Gazeteci Nihat Genç, 'Sidik müzesi' başlıklı bir yazı kaleme aldı.

İşte Genç'in kaleme aldığı o yazı;

Dünyaca ünlü Çinli işadamı Alibaba kitabında ‘(dünyaca ünlü alışveriş sitesi) sitemize Ferrari de koysak satıyoruz sinek boku da koysak satıyoruz’, diyor.

Bu şaka değil gerçek, sitesine hayvan bokları koyuyorlar çünkü ‘her şeyin müşterisi’ varmış.

İşte Türk ekonomisine ilham verici bir tüyo, ekranlarda ve siyasette her akşam bolca ürettiğimiz bok, sidik vs. pekâlâ satabiliriz.

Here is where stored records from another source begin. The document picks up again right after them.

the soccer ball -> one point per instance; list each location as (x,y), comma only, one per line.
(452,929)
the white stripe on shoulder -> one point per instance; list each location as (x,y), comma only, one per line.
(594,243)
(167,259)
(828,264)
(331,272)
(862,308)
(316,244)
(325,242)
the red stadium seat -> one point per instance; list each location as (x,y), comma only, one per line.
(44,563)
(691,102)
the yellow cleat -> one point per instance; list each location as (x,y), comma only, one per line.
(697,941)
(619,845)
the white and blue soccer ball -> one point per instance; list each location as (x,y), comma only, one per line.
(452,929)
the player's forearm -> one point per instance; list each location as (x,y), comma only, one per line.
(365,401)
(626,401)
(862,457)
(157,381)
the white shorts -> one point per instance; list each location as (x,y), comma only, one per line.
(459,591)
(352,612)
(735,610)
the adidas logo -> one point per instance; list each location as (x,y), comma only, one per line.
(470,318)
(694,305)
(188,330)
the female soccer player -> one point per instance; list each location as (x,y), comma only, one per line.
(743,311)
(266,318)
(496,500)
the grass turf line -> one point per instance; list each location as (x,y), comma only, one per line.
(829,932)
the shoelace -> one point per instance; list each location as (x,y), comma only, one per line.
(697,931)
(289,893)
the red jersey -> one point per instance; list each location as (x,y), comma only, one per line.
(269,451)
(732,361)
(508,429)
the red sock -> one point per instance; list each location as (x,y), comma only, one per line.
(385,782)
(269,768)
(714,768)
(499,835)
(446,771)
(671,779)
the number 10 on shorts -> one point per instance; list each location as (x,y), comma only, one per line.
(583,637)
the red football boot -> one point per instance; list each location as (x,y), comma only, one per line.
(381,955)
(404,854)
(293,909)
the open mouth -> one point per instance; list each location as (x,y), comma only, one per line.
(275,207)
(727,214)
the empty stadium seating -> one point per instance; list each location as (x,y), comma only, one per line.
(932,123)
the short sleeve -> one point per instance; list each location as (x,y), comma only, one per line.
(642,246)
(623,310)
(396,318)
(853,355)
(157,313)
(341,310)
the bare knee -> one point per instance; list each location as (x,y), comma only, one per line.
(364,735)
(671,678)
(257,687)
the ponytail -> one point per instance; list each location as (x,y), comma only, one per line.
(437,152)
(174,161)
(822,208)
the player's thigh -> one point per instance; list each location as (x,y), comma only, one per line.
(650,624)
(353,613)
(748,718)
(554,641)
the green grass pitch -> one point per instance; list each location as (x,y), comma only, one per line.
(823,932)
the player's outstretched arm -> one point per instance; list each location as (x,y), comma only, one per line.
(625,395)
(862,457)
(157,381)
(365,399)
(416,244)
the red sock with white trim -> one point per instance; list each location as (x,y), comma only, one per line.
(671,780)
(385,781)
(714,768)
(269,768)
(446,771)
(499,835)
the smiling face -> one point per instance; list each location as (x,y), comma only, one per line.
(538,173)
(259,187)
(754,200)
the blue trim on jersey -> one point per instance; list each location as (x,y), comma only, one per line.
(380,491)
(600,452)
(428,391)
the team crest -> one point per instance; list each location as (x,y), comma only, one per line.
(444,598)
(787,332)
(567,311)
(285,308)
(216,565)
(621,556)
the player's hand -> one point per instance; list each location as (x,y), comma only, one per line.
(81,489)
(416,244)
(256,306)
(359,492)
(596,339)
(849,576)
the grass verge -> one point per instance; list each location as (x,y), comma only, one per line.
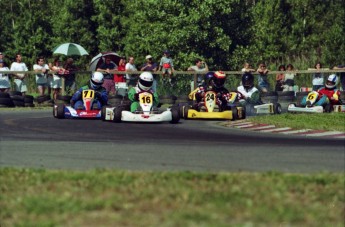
(34,197)
(329,121)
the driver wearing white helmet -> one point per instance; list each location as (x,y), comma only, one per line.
(328,94)
(144,85)
(95,83)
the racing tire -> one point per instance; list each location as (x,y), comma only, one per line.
(328,108)
(59,111)
(175,115)
(117,114)
(185,110)
(277,108)
(234,111)
(103,113)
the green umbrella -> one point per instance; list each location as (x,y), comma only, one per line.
(70,49)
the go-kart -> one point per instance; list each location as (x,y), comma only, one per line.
(209,109)
(145,113)
(267,108)
(311,100)
(65,111)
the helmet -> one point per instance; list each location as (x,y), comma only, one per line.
(96,80)
(219,79)
(145,81)
(209,77)
(248,80)
(332,81)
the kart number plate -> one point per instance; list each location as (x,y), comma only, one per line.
(145,98)
(88,94)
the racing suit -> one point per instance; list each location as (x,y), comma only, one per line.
(133,96)
(101,97)
(250,96)
(326,95)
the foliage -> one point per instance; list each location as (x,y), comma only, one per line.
(119,198)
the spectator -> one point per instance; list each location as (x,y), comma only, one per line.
(41,77)
(280,78)
(199,66)
(56,81)
(247,68)
(166,65)
(120,78)
(342,75)
(19,78)
(289,81)
(101,97)
(262,79)
(69,76)
(130,67)
(4,78)
(151,66)
(318,81)
(105,68)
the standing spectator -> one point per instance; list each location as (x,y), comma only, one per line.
(318,81)
(342,75)
(105,68)
(19,78)
(289,81)
(280,79)
(151,66)
(262,79)
(130,67)
(120,78)
(166,65)
(56,82)
(41,77)
(69,76)
(200,66)
(4,78)
(247,68)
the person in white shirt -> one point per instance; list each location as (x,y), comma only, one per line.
(248,93)
(19,78)
(130,78)
(41,77)
(4,78)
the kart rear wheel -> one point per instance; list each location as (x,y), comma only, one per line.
(234,111)
(185,110)
(175,115)
(117,114)
(277,108)
(59,111)
(328,108)
(103,113)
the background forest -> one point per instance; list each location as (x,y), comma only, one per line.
(225,33)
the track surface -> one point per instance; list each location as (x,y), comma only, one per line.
(36,139)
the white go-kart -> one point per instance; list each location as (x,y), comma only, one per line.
(145,113)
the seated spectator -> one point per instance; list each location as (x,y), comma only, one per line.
(289,81)
(262,79)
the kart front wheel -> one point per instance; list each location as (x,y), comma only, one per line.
(175,115)
(234,111)
(59,111)
(117,114)
(277,108)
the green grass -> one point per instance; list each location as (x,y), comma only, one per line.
(116,198)
(329,121)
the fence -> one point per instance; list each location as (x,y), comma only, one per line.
(303,78)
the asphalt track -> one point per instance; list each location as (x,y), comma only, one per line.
(35,139)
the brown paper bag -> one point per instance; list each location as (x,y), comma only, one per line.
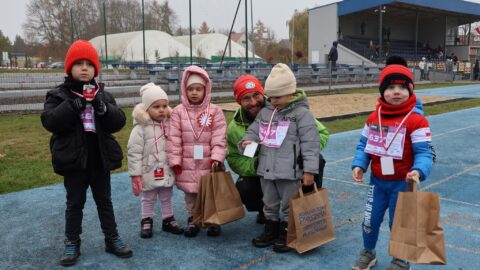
(310,222)
(219,202)
(417,235)
(199,203)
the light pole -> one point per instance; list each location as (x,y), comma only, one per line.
(293,32)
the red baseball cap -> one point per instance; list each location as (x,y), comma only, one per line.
(246,84)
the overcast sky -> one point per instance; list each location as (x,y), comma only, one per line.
(217,13)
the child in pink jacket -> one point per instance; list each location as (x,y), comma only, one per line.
(197,140)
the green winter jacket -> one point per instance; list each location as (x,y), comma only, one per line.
(245,166)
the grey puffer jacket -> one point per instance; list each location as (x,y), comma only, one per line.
(302,141)
(142,147)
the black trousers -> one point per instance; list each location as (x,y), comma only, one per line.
(77,185)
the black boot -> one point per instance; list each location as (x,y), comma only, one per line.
(170,225)
(269,236)
(71,253)
(116,246)
(261,217)
(192,229)
(281,243)
(214,230)
(146,228)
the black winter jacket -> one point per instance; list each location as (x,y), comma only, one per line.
(68,143)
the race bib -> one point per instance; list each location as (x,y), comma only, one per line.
(278,132)
(376,146)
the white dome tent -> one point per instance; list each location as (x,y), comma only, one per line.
(129,46)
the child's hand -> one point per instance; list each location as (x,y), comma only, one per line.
(357,174)
(245,143)
(177,169)
(307,179)
(413,176)
(137,185)
(79,104)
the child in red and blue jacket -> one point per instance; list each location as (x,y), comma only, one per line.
(396,140)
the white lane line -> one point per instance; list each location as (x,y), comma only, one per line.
(352,182)
(441,181)
(460,202)
(453,131)
(468,250)
(366,185)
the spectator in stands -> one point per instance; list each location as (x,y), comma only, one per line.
(476,70)
(249,94)
(333,55)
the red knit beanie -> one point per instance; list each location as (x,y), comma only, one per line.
(81,50)
(246,84)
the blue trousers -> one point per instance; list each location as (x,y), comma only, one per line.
(382,194)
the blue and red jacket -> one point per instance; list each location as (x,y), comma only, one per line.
(417,150)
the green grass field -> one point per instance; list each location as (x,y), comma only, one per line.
(25,156)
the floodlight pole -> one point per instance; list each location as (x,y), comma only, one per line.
(190,16)
(380,31)
(143,30)
(253,36)
(105,31)
(246,33)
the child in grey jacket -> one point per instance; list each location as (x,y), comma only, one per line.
(286,131)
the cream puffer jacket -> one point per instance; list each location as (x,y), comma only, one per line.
(142,149)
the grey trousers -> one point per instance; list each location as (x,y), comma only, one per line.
(276,197)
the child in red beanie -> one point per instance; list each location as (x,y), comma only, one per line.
(396,141)
(82,117)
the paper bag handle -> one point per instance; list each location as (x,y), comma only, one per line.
(300,191)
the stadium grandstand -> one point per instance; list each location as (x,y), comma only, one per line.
(371,30)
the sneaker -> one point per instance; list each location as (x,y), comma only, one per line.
(146,228)
(116,246)
(170,225)
(269,235)
(261,218)
(366,261)
(397,264)
(192,229)
(71,252)
(280,245)
(214,230)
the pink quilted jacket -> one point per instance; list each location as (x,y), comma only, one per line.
(210,129)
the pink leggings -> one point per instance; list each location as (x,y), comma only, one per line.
(149,198)
(190,199)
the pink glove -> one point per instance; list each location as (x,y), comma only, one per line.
(177,169)
(137,185)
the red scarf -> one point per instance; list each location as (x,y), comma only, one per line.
(404,108)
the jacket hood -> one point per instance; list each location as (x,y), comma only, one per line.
(299,100)
(208,86)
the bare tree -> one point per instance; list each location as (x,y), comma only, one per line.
(204,29)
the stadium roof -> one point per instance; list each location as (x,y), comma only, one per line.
(456,6)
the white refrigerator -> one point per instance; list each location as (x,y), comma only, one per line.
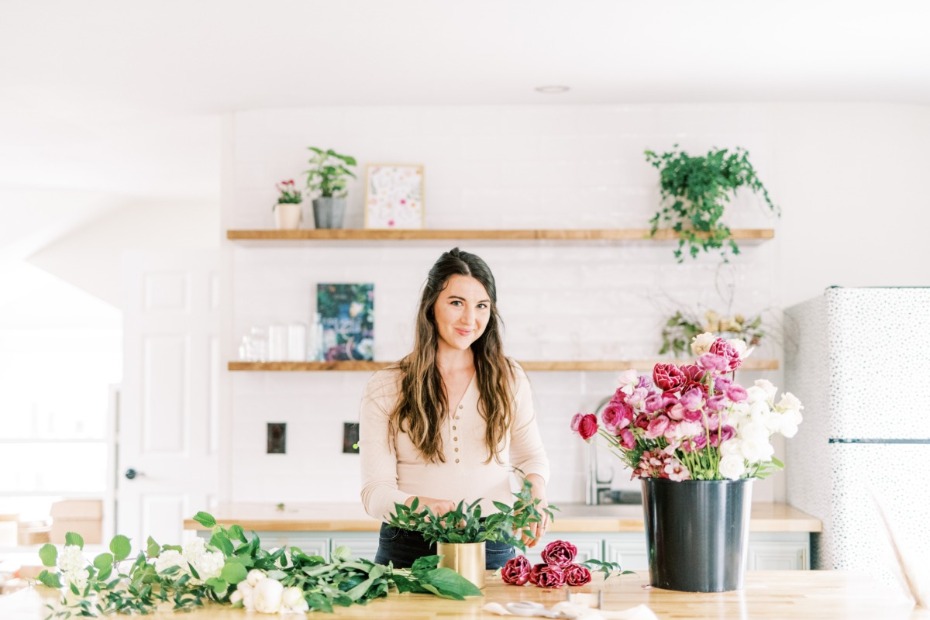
(859,360)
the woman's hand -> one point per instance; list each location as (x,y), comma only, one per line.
(438,506)
(537,530)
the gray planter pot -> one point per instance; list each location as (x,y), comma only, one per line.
(697,533)
(329,212)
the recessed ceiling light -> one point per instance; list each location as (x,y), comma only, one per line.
(552,90)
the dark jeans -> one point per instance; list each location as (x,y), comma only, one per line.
(402,547)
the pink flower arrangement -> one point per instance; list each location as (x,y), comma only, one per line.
(692,421)
(558,568)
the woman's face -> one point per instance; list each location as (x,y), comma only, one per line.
(461,312)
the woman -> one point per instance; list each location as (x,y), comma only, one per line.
(453,419)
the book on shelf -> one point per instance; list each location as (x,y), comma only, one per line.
(347,315)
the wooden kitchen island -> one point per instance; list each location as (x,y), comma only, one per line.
(774,595)
(779,539)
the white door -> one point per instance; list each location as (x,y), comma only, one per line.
(168,421)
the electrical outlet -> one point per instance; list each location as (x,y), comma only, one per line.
(277,438)
(350,438)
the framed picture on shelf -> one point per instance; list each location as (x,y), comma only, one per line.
(394,196)
(347,314)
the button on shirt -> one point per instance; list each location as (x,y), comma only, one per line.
(393,470)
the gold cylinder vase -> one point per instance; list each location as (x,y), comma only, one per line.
(467,559)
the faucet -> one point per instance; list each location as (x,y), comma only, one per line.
(598,488)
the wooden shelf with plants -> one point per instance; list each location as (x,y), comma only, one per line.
(748,235)
(541,366)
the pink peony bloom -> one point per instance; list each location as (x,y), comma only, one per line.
(559,553)
(577,575)
(668,377)
(585,424)
(516,571)
(547,576)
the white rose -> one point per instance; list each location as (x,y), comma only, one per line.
(169,558)
(292,601)
(732,466)
(267,596)
(244,592)
(700,344)
(255,576)
(740,346)
(628,380)
(768,388)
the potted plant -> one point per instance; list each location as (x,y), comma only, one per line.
(460,535)
(696,439)
(328,174)
(695,190)
(287,209)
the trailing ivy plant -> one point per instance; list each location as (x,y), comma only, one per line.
(467,524)
(231,569)
(695,190)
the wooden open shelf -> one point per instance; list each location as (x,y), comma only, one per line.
(545,234)
(562,366)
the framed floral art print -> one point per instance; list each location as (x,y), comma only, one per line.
(394,196)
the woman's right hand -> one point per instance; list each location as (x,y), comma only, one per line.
(438,506)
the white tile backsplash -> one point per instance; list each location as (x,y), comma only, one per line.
(485,167)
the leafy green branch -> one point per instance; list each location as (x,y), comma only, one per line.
(467,524)
(216,572)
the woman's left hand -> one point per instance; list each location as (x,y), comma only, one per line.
(537,530)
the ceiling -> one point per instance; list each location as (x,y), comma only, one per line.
(118,101)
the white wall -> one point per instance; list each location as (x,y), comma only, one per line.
(848,177)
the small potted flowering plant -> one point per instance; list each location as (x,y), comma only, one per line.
(696,438)
(287,209)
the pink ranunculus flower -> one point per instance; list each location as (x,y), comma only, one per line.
(577,575)
(617,415)
(668,377)
(727,351)
(737,393)
(516,571)
(657,427)
(547,576)
(585,424)
(559,553)
(676,471)
(627,439)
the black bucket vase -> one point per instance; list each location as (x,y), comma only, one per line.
(697,533)
(329,212)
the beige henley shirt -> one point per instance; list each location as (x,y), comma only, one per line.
(393,470)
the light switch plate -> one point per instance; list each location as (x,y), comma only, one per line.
(350,438)
(277,438)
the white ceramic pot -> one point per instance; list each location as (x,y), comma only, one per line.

Geçen bir yabancı ‘stand-up’çı anlatıyor, girdiği lokantada suyu çok pahalı bulunca, “ne ulan bu, bu kadar pahalı, Rihanna’nın sidiğini mi şişeleyip satıyorsunuz” deyince, ilham perilerim uyardı beni, “tamam” dedim, kenevir, mercimek, sığır çiftliği gibi yanlış yerlere girmeyelim, bok püsürük, üstelik masrafsız, her gün her öğün her TV’de her internet sitesinde her saat bolca üretiliyor, ülke ekonomisine katma değer lazım.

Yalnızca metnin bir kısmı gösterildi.